Initially, only the randomly initialized embeddings in the model are trained. Later, we unfreeze the whole model and fine-tune it on our dataset. 

In [None]:
learn.fit_one_cycle(1, 2e-2)

epoch,train_loss,valid_loss,accuracy,perplexity,time
0,3.988807,3.822652,0.322697,45.725304,07:07


This model takes a while to train, so we can save intermediary results and resume training later also. 

In [None]:
learn.save('1epoch')

Now, we unfreeze the whole model and fine-tune on our dataset.

In [None]:
learn.unfreeze()
learn.fit_one_cycle(10,2e-3)

epoch,train_loss,valid_loss,accuracy,perplexity,time
0,3.564608,3.685261,0.340693,39.855534,08:13
1,3.405877,3.544592,0.36178,34.625568,08:16
2,3.130898,3.344503,0.396509,28.346476,08:11
3,2.818751,3.214522,0.423163,24.891394,08:11
4,2.54997,3.148916,0.445709,23.310781,08:14
5,2.310829,3.079806,0.463686,21.754183,08:16
6,2.067275,3.047312,0.476157,21.058668,08:16


epoch,train_loss,valid_loss,accuracy,perplexity,time
0,3.564608,3.685261,0.340693,39.855534,08:13
1,3.405877,3.544592,0.36178,34.625568,08:16
2,3.130898,3.344503,0.396509,28.346476,08:11
3,2.818751,3.214522,0.423163,24.891394,08:11
4,2.54997,3.148916,0.445709,23.310781,08:14
5,2.310829,3.079806,0.463686,21.754183,08:16
6,2.067275,3.047312,0.476157,21.058668,08:16
7,1.911285,3.047159,0.48304,21.05545,08:15
8,1.767257,3.063684,0.486353,21.406282,08:23
9,1.735494,3.073252,0.486495,21.61207,08:13


We need to save this model for later. We save all of our model except the final layer that converts activations to probabilities of picking each token in our vocabulary.
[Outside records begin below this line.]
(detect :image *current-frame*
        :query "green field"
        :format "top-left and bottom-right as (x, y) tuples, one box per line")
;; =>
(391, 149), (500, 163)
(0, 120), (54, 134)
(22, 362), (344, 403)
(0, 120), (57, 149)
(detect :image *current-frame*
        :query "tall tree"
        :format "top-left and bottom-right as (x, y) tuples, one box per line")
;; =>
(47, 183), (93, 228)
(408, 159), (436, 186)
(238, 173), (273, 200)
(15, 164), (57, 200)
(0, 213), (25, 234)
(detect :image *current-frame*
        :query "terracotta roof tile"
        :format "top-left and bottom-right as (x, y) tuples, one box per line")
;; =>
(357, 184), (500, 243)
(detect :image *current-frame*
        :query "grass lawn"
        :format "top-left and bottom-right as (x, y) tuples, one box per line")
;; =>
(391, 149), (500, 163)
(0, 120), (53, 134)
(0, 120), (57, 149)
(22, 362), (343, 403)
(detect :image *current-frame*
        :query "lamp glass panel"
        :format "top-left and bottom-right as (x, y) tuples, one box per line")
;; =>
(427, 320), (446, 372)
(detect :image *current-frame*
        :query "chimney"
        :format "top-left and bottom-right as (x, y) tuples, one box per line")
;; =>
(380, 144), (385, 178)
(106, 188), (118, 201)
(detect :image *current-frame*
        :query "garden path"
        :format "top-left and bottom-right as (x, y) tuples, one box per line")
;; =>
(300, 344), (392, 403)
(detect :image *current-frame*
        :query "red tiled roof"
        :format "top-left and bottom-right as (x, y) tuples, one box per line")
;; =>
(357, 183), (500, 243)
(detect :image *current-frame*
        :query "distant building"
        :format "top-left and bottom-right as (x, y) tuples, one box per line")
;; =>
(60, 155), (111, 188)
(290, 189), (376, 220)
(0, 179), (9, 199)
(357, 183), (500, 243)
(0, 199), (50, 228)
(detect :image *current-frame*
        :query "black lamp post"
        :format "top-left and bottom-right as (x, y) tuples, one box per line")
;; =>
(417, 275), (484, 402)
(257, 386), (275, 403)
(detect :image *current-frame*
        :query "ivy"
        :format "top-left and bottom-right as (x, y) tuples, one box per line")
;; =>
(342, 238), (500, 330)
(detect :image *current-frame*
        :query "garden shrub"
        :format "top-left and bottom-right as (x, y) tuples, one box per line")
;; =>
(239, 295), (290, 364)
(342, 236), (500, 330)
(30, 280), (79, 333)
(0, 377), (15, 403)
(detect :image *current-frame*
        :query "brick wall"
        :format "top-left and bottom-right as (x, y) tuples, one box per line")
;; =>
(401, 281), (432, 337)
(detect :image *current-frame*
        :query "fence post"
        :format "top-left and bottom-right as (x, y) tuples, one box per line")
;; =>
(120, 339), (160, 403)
The model not including the final layer is called the encoder. We can also save the complete model to use it tasks like text generation. 


In [None]:
learn.save_encoder('finetuned_lm')
learn.export('models/language_model.pkl')

## Conclusion
 In this notebook, we created our language model. Using this model, we will build a multi-label classifier that can predict the genres a book belongs to. In the next notebook, we will dive deep into the data and try to find some interesting patterns.